Nesse grande movimento de ativações, o consumidor estava no centro. Além de ter em sua estrutura 85 marcas e mais de 100 experiências, 12 empresas patrocinaram o Rock In Rio: Itaú (master), C&A, Coca-Cola, Doritos, Ipiranga, KitKat, Heineken, Natura, Prudential, Seara, Tim e Volkswagen.

Apesar de ter o festival que acontece no Rio de Janeiro como carro-chefe, a empresa também tenta levar essa estrutura e planejamento para outros eventos, como The Town e Lollapalooza.

A organização, segundo Justo, acompanhou a evolução do segmento. Isso vai desde a compra do ingresso, a forma como esse ingresso chega ao consumidor – saindo de um ticket de papel, passando por uma pulseira de QR Code, até o acesso 100% digitalizado –, a captação e compreensão de dados que são revertidos em conhecimento do cliente.
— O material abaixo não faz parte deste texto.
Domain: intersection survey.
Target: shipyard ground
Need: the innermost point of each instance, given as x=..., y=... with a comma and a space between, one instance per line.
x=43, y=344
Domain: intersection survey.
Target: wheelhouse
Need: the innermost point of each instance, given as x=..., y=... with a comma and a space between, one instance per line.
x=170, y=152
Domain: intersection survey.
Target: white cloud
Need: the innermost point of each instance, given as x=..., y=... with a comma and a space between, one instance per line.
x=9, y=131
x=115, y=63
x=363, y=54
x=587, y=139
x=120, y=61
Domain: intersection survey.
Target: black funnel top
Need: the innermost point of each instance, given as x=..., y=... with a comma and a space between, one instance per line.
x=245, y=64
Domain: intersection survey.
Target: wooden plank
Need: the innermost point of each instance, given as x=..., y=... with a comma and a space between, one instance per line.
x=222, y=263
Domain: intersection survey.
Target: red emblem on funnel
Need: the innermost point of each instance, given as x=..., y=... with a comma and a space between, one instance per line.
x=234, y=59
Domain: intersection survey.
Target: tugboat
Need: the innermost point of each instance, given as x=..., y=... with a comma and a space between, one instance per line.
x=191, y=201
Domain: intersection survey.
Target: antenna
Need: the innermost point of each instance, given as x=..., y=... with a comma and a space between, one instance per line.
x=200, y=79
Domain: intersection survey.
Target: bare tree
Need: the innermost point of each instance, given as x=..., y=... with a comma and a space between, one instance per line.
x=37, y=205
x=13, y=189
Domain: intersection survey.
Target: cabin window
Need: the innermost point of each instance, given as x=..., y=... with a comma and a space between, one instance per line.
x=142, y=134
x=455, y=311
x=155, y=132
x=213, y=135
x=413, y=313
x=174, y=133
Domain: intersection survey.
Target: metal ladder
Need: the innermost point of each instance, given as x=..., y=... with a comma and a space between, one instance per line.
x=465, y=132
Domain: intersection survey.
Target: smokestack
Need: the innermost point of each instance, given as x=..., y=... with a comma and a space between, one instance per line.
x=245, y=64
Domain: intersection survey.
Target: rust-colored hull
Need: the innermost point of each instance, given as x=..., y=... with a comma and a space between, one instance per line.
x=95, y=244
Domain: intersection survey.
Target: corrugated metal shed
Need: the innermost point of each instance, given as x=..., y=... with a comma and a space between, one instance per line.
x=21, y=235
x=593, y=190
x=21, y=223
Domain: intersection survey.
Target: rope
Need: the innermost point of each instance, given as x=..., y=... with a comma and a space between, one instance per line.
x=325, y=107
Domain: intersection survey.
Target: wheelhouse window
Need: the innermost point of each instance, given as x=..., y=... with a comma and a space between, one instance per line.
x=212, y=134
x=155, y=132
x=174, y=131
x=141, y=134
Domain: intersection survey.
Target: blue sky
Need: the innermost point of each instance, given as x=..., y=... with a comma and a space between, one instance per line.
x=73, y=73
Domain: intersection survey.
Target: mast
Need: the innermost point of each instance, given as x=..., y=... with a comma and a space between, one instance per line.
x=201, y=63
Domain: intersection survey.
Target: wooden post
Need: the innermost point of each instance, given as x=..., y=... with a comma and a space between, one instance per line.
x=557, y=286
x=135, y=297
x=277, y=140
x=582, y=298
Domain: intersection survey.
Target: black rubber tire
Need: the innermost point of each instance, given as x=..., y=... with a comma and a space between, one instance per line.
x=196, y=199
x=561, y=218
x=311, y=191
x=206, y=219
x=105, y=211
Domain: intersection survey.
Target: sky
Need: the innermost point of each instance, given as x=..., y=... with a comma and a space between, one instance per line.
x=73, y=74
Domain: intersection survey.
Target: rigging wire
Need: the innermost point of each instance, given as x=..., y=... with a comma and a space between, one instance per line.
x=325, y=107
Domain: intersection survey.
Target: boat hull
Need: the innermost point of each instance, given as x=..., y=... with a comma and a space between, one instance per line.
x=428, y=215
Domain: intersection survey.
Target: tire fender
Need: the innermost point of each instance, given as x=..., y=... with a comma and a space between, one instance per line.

Essa concepção, nas palavras do CEO, começa já nos estudos sobre o entorno do local, com a questão de transporte, e passa por aspectos como sustentabilidade e amplificação da diversidade e ações sociais. As estratégias da organização trabalham para não impactar o trânsito - por isso há o incentivo para as pessoas chegarem lá de transporte público ou aplicativo.

Em relação à estrutura, Justo destaca a formulação dos banheiros. Um dos princípios do Rock in Rio é não usar banheiros químicos, optando apenas por estruturas hidráulicas instaladas. Como o número de pessoas que passam por lá é muito alto, em cada unidade são instalados painéis de led que medem o número de ocupantes naquela unidade.

Daí entra a tecnologia de novo, em que as pessoas podem buscar e encontrar qual é o banheiro mais próximo deles. O CEO afirmou que existe um planejamento voltado a esses aspectos. O objetivo é fazer da Cidade do Rock um modelo de cidade inteligente e segura, onde as pessoas possam conviver em paz.

Dentre os aprendizados que lista ao gerir um negócio que organiza eventos, como o Rock in Rio, Justo aponta a prática de escuta ativa na relação com o cliente e parceiros; a escuta proativa para melhorar o negócio a partir das sugestões e críticas do cliente; compartilhar os resultados com a equipe; e o entendimento de que qualquer crise representa risco de continuidade, mas que, acima de tudo, também pode significar oportunidade. 

Além disso, o executivo diz ter sido surpreendido ao constatar que o interesse de compra por entradas no festival começava bem antes do anúncio da programação, assim como a adesão a produtos customizados como cartões de acesso ao evento sem enfrentar filas.

"Quem compra um ingresso para ir a um festival sem antes saber quem irá tocar? Isso é proposta de valor", disse.